“THEORY TO PRACTICE”: ACQUIRING THE KNOWLEDGE, CAPABILITIES AND APPLICATIONS OF ANALYTICAL CHEMISTRY IN PHARMACEUTICAL SCIENCES
Facultad de Farmacia. Universidad Complutense de Madrid (SPAIN)
About this paper:
Appears in:
ICERI2011 Proceedings
Publication year: 2011
Pages: 1173-1179
ISBN: 978-84-615-3324-4
ISSN: 2340-1095
Conference name: 4th International Conference of Education, Research and Innovation
Dates: 14-16 November, 2011
Location: Madrid, Spain
Abstract:
In the frame-work of the European harmonization and the new developments related to the European Credit Transfer System (ECTS), the subjects to impart have to be adapted to this new teaching-learning model in which the students are the main characters in the University stage. University teachers have reinforced their roles as guides that tutorage the learning process of the students. Teachers must seek new paths to join traditional and new educational methodologies and new information and communication technologies (ICT) in order to achieve the enhancement of the academic marks of the students.
According to Bologna Agreement, the Grade in Pharmacy has been implemented during the course 2010/2011 in the Faculty of Pharmacy (Complutense University). In the second semester of the first year, our department teaches an obligatory subject: Analytical Chemistry I. We have applied an Innovative Educational Project entitled “Theory to Practice: acquiring the knowledge, capabilities, and applications of Analytical Chemistry in Pharmaceutical Sciences” in three groups of Analytical Chemistry I. The new educational methodology was applied into two groups, while the third one was taken as a control group.

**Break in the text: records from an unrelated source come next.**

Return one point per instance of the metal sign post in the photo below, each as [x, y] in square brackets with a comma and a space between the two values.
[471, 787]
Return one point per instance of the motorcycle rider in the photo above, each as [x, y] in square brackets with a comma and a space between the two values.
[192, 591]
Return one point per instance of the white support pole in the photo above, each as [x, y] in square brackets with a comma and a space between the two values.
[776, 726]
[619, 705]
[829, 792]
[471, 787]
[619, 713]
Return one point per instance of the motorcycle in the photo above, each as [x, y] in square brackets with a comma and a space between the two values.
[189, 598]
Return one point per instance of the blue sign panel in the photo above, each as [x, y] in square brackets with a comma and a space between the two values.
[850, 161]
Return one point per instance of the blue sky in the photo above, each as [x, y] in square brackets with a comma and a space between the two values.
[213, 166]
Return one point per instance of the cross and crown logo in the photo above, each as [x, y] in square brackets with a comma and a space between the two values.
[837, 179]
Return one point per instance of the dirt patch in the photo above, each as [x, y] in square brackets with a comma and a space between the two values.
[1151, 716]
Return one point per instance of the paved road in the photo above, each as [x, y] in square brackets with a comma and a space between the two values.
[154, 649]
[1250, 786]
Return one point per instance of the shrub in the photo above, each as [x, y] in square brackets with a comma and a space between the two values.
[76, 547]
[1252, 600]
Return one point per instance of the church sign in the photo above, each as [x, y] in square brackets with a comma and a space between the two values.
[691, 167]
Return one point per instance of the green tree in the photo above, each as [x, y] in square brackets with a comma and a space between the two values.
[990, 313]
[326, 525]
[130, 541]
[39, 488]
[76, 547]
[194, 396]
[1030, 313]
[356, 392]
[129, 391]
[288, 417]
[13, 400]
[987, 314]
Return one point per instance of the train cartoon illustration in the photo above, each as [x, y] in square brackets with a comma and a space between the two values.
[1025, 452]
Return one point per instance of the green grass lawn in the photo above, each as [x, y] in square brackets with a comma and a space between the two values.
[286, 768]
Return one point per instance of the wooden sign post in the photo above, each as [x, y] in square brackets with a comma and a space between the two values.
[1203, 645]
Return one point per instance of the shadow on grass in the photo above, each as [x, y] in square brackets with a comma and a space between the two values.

The main objective of this project was the achievement of the motivation of students measured by the continuous attendance to the course along the full semester (>85%), the development of a critical sense during a fruitful discussion classroom, the home-work (more than 75% of the students have made more than the 50% of the proposed exercises), the becoming of the relevance of the Analytical Chemistry (75% of the students have made works about the application of the Analytical Chemistry in Pharmaceutical Sciences), and the resolution of real problems in the laboratory previously resolved theoretically as home-work by the students, what serves as an auto-evaluation for the students (75% of the students have made the tutorage practices in the laboratory), because they can check how they are progressing in the acquisition of the knowledge and the capabilities of Analytical Chemistry.
The achievement of this objective produced two notable consequences. The former was the motivation of the University teachers, fed back by the high motivation showed of the students. The latter was the successful marks obtained with regard to the control group.
At the end of the course a survey was distributed to the students containing many queries and questions regarding to their degree of satisfaction about this new educational methodology applied. A statistical study of the surveys answered by the students showed a very high degree of satisfaction.Keywords:
European Harmonization, tutorial activities, auto-evaluation, undergraduate Analytical Chemistry.